Bireylerin kimlikleri, ilk olarak içerisinde yaşadıkları çevreyi bilmekle meydana gelmekte ve olgunlaşmaktadır. Birey kimliğinin meydana gelmesi ve gelişimi yalnızca diğer birey kimlikleri ile kurulan ilişkinin sonucunda farklılıkların tespiti ile sınırlı olmayıp, bunun yanında bireyin çevresinde bulunan mekân ve objelerle alakalı ilişkilerin gelişimi ile de ilgilidir. Bireylerin kendi geçmişleriyle alakalı bilinçli veya bilinçsiz bütün algıları, birikim ve tecrübeleri, bilgileri, fikirleri, davranışları, geleceğe dair tahmin ve beklentileri, istek ve ihtiyaçları, bunun yanı sıra içerisinde yaşamını sürdürdüğü topluluğun ortak gelenek ve görenekleri, beklenti ve inançları ile giyim kuşamlarının da hesaba katılması sağlanmalıdır (Ocakçı, 1993: 165-166).

Kent imgesi ile anlaşılan, söz konusu kentin genel görünümü ile hayat tarzıdır; caddeler, sokaklar, heykeller, parklar, kütüphaneler, halkın beraber bulunduğu alanlar, kent mimarisi, insanların davranış biçimleri ile giyimleridir. Bu

çerçevede insanların toplumsal davranış biçimleriyle genel olarak dış görünüşleri o kentin imajı üzerinde etkilidir (Kaypak, 2010: 379). Örneğin şehir halkının güleryüzlü olması, giyim kuşam şekli, selamlaşma şekilleri kentin kimlik kazanmasında etkili olan unsurlar olarak ön plana çıktığı söylenebilir.

2.2.1.10. Gastronomi

Gastronomi yeme ve içme bilimi manasına gelmekte olup, son zamanlarda özel ilgi turizmi içinde sık sık ismi duyulan kavramlardan biridir. Söz konusu kavram yabancı literatürde kültür turizminin içerisinde ele alınmaktadır. Seyahatte en fazla önem arz eden faktörlerden biri olan yeme-içme, turistlerin bir destinasyonu ziyaretlerinde genelde ikincil amaç şeklinde ortaya çıkmakla birlikte son zamanlarda özel ilgi turlarıyla birincil amaç şeklinde alternatif turizm çeşitlerinin arasında yer edinmiştir (Zengin, Uyar ve Erkol, 2014: 511).

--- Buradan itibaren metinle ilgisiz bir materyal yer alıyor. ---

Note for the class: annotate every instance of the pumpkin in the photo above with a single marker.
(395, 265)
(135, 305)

Kent kimliğinin parçalarından biri olan gastronomik kimlik kavramını ilk olarak Harrington (2005: 135) tanımlamış olup, bir bölgeye ait yeme ve içmeye ilişkin özelliklerin kültür ve çevre şeklinde iki ana faktörce meydana getirildiğini vurgulamaktadır. Söz konusu gastronomik kimliği meydana getiren kültür ve çevre faktörleri de kendi içinde alt boyutlara ayrılmaktadır. Bu noktada çevre faktörünün altında iklim, coğrafya, mikro iklimler, yöre ürünleri ile yeni ürünlerin o yöreyle uyumu bulunurken; kültür faktörünün altında etnik çeşitlilik, tarih, inançlar ve değerler, gelenekler bulunmaktadır. Destinasyonun sahip olduğu kültürel ve çevresel faktörler de gastronomik kimliği şekillendirmede etkiye sahiptir. Geniş biçimde ifade etmek gerekirse; yukarıda belirtilen faktörler bölgeye ait lezzet yapısını, yemek tariflerini, sofra adabını etkilemek suretiyle o bölgeye has bir gastronomik kimliği şekillendirir. Tüm unsurlar değerlendirildiğinde gastronomik kimliğe ilişkin çıktılar, şehrin kültürel ve çevresel özelliklerini barındıran yerel yemekler ile yiyecek ve içeceklerdir (Nebioğlu, 2017: 41).

Povey’e (2011: 121) göre gastronomi şehirler ile onların imajlarına hâlihazırda anlaşılamayan biçimde ayrılmaz ve çok boyutlu olarak bağlı olup, gastronomi turizminin oldukça sadık ve anlamlı bir pazarı bulunmaktadır. Haven- Tang ve Jones (2006) tarafından da gastronomik ürünlerin o şehre ilişkin talebin artmasına ve kent imajının gelişmesine katkı sağladığını ifade edilmiştir.